Groundswell has hit the headlines with its tractor protests in towns and cities up and down the country. But what does the farmer lobby group actually want – and is its message helping or hindering the rural sector?
When the farmer lobby group Groundswell announced the 'mother of all protests' last November, its motto was "let's stand together against unworkable regulations and unjustified costs".
Groundswell describes itself as a volunteer group of farmers and rural professionals advocating for "our grassroots farmers and rural communities".
It's staged major protests in city and town centres and called for the rewrite or complete scrapping of a raft of regulations, including those covering freshwater, indigenous biodiversity, climate change and pastoral land reforms.
As Stuff senior journalist Andrea Vance and Farmers Weekly editor Bryan Gibson explain to The Detail, Groundswell started with a small tractor rally in Southland less than two years ago.
"The movement was borne out of heartland Southland and you've got these two good, Kiwi bloke farmers [Bryce McKenzie and Laurie Paterson] who are leading it," says Vance.
But one of its rallies - the 'howl of a protest' last July – was hijacked by anti-vaxxers and people carrying signs with anti-women and climate change denial messages. The leaders were forced to issue a list of terms that were banned from protest signage.
And now it's ended up in a spat with more established agricultural groups over carbon emissions.
Gibson and Vance explain Groundswell's opposition to He Waka Eke Noa (HWEN), a partnership between the primary sector and government that's working on a way to price on-farm emissions, outside of the emissions trading scheme.
Groundswell says farmers haven't been properly consulted and it's calling for more time and research.
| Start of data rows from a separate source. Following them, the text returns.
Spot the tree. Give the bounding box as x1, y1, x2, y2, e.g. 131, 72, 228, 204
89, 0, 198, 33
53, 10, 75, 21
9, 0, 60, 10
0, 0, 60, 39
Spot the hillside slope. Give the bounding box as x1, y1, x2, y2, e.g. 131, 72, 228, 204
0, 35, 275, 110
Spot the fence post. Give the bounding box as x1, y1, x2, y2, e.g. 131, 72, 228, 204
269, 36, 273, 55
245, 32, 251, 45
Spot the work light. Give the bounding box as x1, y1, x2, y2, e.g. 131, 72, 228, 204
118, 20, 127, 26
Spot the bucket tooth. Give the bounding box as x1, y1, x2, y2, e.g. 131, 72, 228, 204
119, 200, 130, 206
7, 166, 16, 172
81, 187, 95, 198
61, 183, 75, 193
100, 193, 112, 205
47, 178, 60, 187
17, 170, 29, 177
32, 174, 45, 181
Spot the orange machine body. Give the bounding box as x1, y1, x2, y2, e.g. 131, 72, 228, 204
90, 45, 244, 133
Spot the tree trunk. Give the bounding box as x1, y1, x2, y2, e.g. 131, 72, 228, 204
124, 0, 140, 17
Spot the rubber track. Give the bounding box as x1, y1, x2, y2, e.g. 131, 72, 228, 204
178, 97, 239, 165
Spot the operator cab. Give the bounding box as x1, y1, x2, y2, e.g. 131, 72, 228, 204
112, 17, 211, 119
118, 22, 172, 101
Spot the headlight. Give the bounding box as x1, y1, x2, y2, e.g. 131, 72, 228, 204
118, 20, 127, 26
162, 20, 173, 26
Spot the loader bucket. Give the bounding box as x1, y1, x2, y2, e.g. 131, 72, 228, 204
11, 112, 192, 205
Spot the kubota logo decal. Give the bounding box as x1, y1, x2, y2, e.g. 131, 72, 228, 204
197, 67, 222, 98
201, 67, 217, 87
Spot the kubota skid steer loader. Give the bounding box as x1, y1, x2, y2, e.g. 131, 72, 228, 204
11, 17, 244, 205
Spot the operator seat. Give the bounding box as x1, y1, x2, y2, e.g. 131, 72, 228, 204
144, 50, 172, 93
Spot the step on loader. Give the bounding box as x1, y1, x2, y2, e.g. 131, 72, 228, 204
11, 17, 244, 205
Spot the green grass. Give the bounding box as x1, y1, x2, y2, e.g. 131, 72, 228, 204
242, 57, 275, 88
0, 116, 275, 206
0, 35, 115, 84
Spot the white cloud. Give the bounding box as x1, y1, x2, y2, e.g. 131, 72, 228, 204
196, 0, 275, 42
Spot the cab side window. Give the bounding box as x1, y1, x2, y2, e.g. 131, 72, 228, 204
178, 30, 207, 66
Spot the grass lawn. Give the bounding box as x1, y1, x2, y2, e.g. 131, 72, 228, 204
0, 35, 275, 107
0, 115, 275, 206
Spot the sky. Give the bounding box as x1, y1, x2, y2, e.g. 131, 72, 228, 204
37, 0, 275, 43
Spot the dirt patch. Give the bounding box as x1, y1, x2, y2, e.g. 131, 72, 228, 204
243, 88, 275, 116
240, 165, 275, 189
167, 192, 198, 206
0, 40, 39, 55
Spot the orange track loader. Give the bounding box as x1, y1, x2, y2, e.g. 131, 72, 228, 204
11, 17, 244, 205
It's labelled the likes of DairyNZ and Federated Farmers "pet lobby groups" of the government.
"Groundswell believes that some of these lobby groups are perhaps not working in the best interests of the farming sector and that's the reason for Groundswell's being," Gibson says.
HWEN has tried to educate farmers about the programme, Gibson says, but Groundswell continues to brand the emissions plan as unworkable and released its own alternative.
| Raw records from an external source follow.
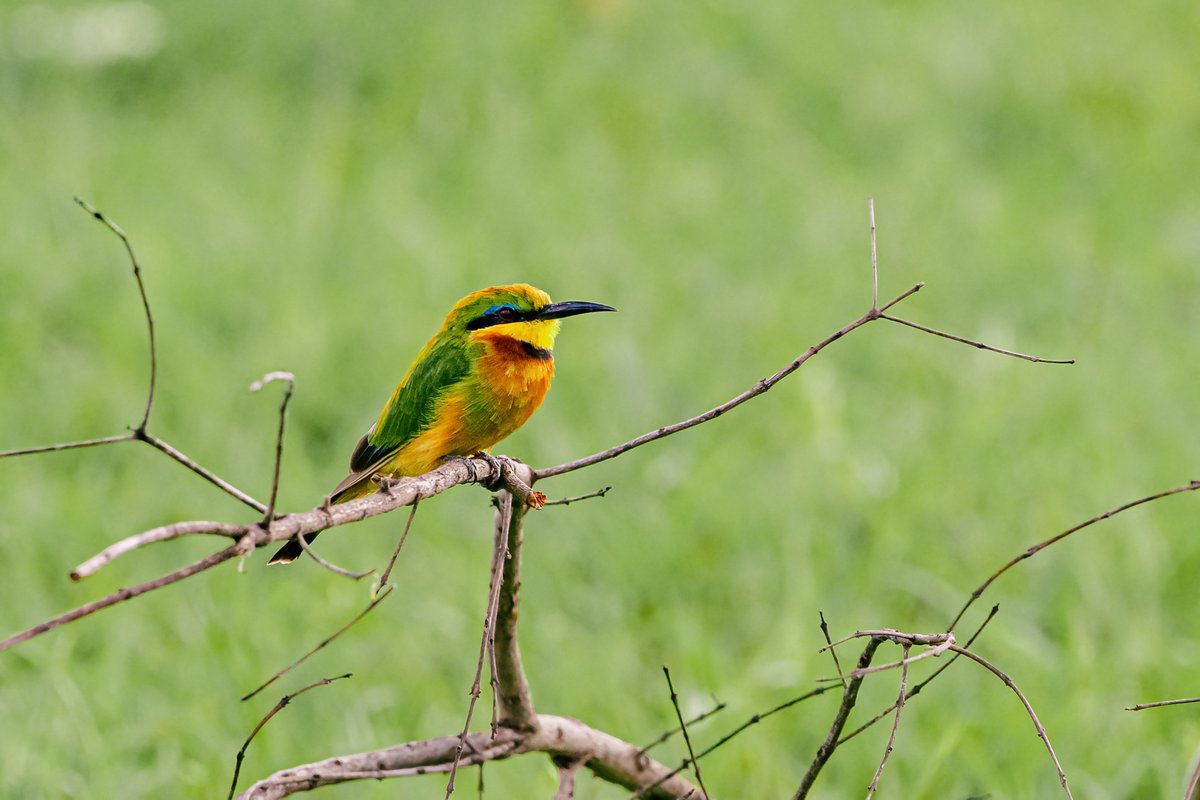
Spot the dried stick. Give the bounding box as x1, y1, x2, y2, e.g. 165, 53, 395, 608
856, 643, 912, 800
632, 686, 829, 800
817, 614, 849, 688
534, 283, 925, 480
241, 587, 391, 702
838, 606, 1000, 747
379, 497, 421, 587
880, 314, 1075, 363
0, 535, 253, 651
950, 645, 1072, 798
1126, 697, 1200, 711
642, 698, 729, 753
296, 522, 374, 581
792, 636, 887, 800
0, 433, 136, 458
74, 197, 158, 433
250, 372, 296, 528
239, 714, 702, 800
492, 464, 538, 730
947, 481, 1200, 631
229, 673, 350, 800
662, 664, 710, 798
445, 484, 511, 798
546, 486, 612, 506
71, 521, 250, 581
Despite its success with widespread media coverage of its protests and what it claims is a growing support base of rural and urban followers, Vance says it's an angry vocal minority that doesn't reflect what most farmers are thinking.
"The behaviour and the messages and the way that they've carried on just does the sector an enormous disservice."
She's also critical of Groundswell's lack of focus.
"It's not really clear what they stand for, they're all over the show with their messaging and a lot of things that they're calling for are already being done."